Out of interest, how do you explain cases where faith healing doesn't work?
 

David1967

Well-Known Member
Premium Member
Statistically speaking, faith healing is a concept that happens predominantly in Christianity and, although miraculous healing has occurred in other religions too, the numbers seem to be higher among Christians. There are several Christian denominations (The Last Reformation, the Charismatics etc.) who focus on healing people through the power of prayer. You can find thousands of videos related to Christian faith healing on YouTube.

Faith healing - Wikipedia

How do members of other religions explain the numerous healing cases recorded within Christianity? And before you ask me how Christians view the miracles of other religions, let me go ahead and say that there's a lot of debate about it, but in the end we have concluded that we don't really have a clear answer. Is that the same view non-Christians have or do you have other opinions?

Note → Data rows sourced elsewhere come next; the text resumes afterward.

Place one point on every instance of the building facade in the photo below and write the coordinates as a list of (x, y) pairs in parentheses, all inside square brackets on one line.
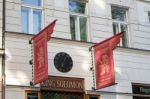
[(81, 24)]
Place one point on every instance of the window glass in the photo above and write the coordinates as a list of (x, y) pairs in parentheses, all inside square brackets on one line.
[(118, 13), (24, 20), (36, 21), (119, 23), (72, 26), (77, 6), (115, 28), (32, 2), (83, 30)]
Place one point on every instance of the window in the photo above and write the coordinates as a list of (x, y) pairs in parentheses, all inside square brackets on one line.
[(149, 16), (120, 22), (32, 94), (31, 15), (78, 19)]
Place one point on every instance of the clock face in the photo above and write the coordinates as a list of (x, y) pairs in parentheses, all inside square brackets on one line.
[(63, 62)]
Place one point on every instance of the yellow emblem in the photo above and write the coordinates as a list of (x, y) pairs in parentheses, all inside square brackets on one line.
[(41, 57), (104, 64)]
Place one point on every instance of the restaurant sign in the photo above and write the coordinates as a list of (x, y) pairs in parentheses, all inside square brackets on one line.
[(57, 83)]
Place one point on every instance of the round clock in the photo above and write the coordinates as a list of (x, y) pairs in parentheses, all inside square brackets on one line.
[(63, 62)]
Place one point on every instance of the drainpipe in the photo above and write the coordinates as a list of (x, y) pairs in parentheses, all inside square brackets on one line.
[(3, 47)]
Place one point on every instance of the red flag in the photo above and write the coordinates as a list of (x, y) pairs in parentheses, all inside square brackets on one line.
[(40, 59), (104, 64)]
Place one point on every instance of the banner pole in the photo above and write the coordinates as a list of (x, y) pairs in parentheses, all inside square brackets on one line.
[(92, 67), (31, 61)]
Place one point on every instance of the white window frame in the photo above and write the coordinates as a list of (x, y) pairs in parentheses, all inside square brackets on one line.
[(77, 26), (31, 8), (122, 22)]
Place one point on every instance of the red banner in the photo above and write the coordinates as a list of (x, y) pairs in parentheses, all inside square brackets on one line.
[(104, 64), (40, 59)]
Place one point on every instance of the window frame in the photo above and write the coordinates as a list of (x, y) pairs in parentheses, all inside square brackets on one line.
[(77, 26), (126, 22), (31, 9)]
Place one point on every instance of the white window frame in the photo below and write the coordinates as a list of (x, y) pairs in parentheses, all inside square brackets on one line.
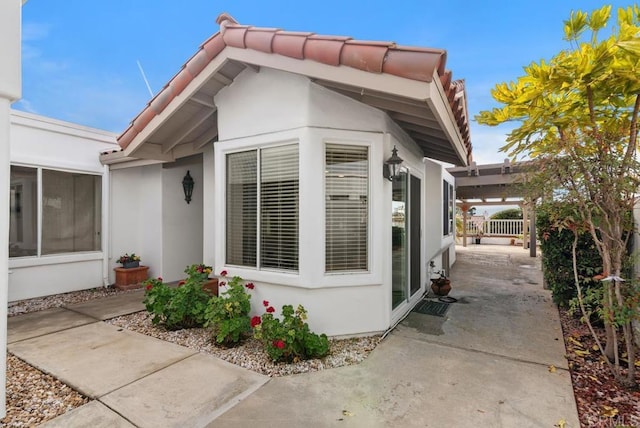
[(368, 211), (55, 258), (259, 149)]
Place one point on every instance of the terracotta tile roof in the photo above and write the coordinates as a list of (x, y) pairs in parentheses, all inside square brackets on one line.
[(415, 63)]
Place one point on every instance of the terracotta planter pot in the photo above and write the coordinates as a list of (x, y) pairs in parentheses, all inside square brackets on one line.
[(441, 286), (130, 278)]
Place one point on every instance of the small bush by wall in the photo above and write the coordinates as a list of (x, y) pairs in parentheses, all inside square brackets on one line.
[(557, 261)]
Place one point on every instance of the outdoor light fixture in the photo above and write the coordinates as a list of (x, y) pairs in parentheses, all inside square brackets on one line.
[(187, 187), (392, 165)]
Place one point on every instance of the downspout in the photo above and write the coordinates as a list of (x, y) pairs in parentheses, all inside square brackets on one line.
[(106, 224)]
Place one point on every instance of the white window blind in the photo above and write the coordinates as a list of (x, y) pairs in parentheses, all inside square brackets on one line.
[(276, 214), (279, 186), (242, 205), (347, 208)]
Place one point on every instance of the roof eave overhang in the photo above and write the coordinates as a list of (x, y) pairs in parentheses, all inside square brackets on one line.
[(430, 94)]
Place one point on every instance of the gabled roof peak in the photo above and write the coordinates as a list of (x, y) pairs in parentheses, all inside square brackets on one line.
[(225, 19)]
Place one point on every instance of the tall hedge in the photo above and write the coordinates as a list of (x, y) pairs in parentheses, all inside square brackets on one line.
[(557, 260)]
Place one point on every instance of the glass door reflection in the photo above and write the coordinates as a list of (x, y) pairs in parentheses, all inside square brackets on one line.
[(399, 259)]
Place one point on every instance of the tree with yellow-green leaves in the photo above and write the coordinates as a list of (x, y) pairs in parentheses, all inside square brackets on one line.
[(577, 120)]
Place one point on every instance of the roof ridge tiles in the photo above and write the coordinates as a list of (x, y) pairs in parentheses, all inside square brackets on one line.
[(409, 62)]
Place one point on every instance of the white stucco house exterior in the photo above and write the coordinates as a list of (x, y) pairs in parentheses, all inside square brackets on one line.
[(58, 206), (286, 136)]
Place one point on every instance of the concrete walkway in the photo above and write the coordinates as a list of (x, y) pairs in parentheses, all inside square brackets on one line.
[(134, 379), (484, 364)]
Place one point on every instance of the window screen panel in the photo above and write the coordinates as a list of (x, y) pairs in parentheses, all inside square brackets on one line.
[(347, 208), (71, 212), (23, 212), (279, 188), (241, 209)]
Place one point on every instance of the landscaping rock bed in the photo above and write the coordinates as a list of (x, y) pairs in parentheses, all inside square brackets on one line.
[(250, 354), (34, 397)]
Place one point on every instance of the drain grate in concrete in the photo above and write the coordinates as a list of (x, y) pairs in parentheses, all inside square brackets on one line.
[(429, 307)]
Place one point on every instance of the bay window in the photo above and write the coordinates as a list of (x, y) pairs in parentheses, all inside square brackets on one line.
[(262, 207), (346, 208)]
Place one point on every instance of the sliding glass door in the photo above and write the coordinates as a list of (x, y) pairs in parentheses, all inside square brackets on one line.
[(405, 238)]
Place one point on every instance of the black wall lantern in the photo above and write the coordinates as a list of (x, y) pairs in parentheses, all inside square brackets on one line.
[(392, 165), (187, 186)]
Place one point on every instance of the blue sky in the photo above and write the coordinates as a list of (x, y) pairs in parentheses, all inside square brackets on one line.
[(80, 57)]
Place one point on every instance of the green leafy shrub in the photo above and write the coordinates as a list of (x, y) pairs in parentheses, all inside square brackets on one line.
[(198, 271), (557, 262), (228, 313), (176, 307), (289, 339)]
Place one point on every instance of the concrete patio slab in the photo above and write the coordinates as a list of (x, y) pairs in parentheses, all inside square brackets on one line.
[(112, 306), (93, 414), (502, 308), (98, 358), (27, 326), (411, 383), (190, 393)]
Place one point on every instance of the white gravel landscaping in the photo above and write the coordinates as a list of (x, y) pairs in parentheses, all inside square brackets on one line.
[(34, 397)]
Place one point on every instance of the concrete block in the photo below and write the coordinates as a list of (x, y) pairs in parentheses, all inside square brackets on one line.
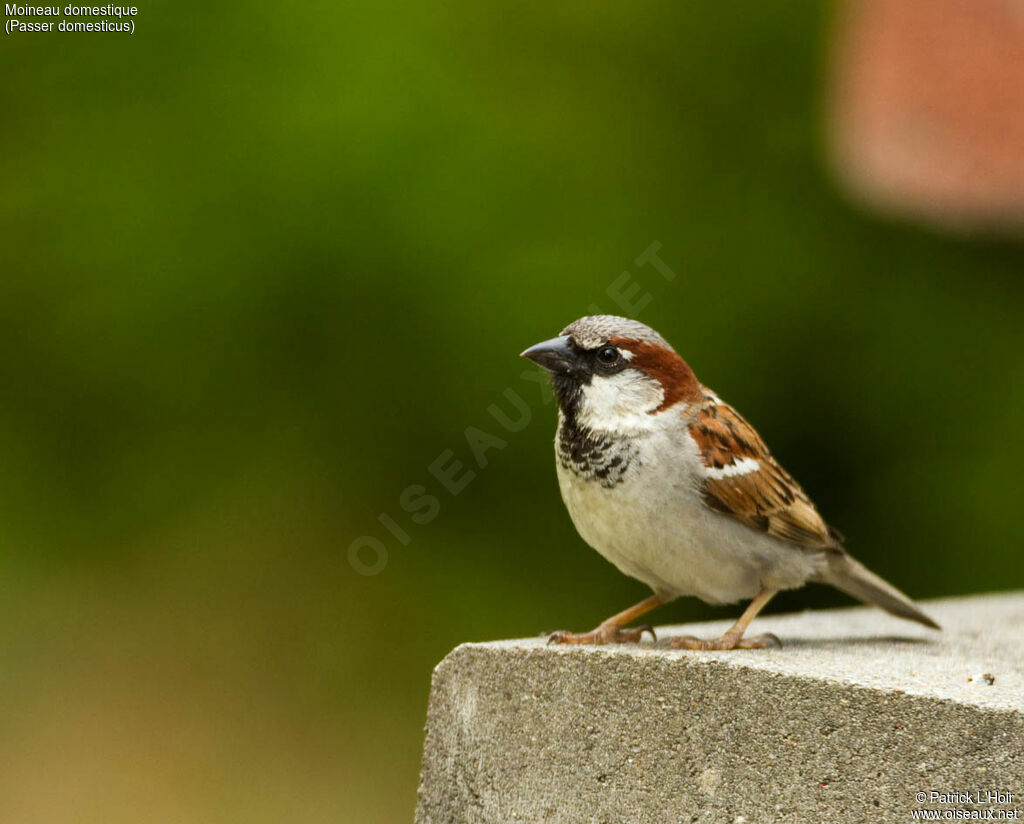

There are many relevant (IMHO) cases of people with very bad illnesses recovering after caring people pray for them. But "Faith Healers" are basically circus side show types that take advantage of people at their most vulnerable.
 
God shows mercy and compassion to all people, regardless of what they believe. It's not as if false or misguided beliefs take anything away from His Majesty.
It might not take away from His majesty, but it does seem to take away from His fairness. Is it fair for practicing Muslims who pray 5 times a day and obey Allah's commandments to suffer of cancer and die agonizing deaths while unbelievers get healed?
 

ADigitalArtist

Veteran Member
Staff member
Premium Member
And now you have, but you're probably going to dismiss them as hoaxes without even bothering to investigate them by contacting those people and talking to them.






Sudden Healing- Late End Stage Metastatic Cancer Miracle-Oncologist Speaks Out-All God.wmv

Testimony of Dead Malaysia Cancer Patient Woke Up. Jesus heals.Nothing is impossible with God
There's a reason testimony is not a strong form of evidence and it has nothing to do with lack of interest in inquiry. I've met people who knew for sure they were seeing alien spacecraft in the sky and I knew for a fact they were seeing the last remains of some paper lanturns releases for a wedding miles away.
I also have an atheist grandmother who had spontaneous remission from 4th stage breast cancer (Or a delayed reaction to treatment, we don't know for sure which.) If she were religious and had people praying over her, it could easily have been considered evidence of faith healing when it was nothing of the sort.
That's why first hand testing and documentation are important. Much less room for perspective bias and memory inaccuracies.
 

Sha'irullah

رسول الآلهة
Everytime it gets studied it falls flat. Even by Christian studies it falls flat. I am gonna see if I can find a particular study done by Christians that got released, even by Christian standards it is ineffective.
 

Muslim-UK

Well-Known Member
Premium Member
It might not take away from His majesty, but it does seem to take away from His fairness. Is it fair for practicing Muslims who pray 5 times a day and obey Allah's commandments to suffer of cancer and die agonizing deaths while unbelievers get healed?

Well done for opening mouth and inserting foot....

According to you, there's no problem with the Son of God being horrifically beaten and crucified for hours until his death for something he had absolutely nothing to do with. God positively approved of his torture, humiliation and death, even though he stayed up all night desperately praying to be saved, to the point he was sweating blood, go figure that one out on the scales of fairness.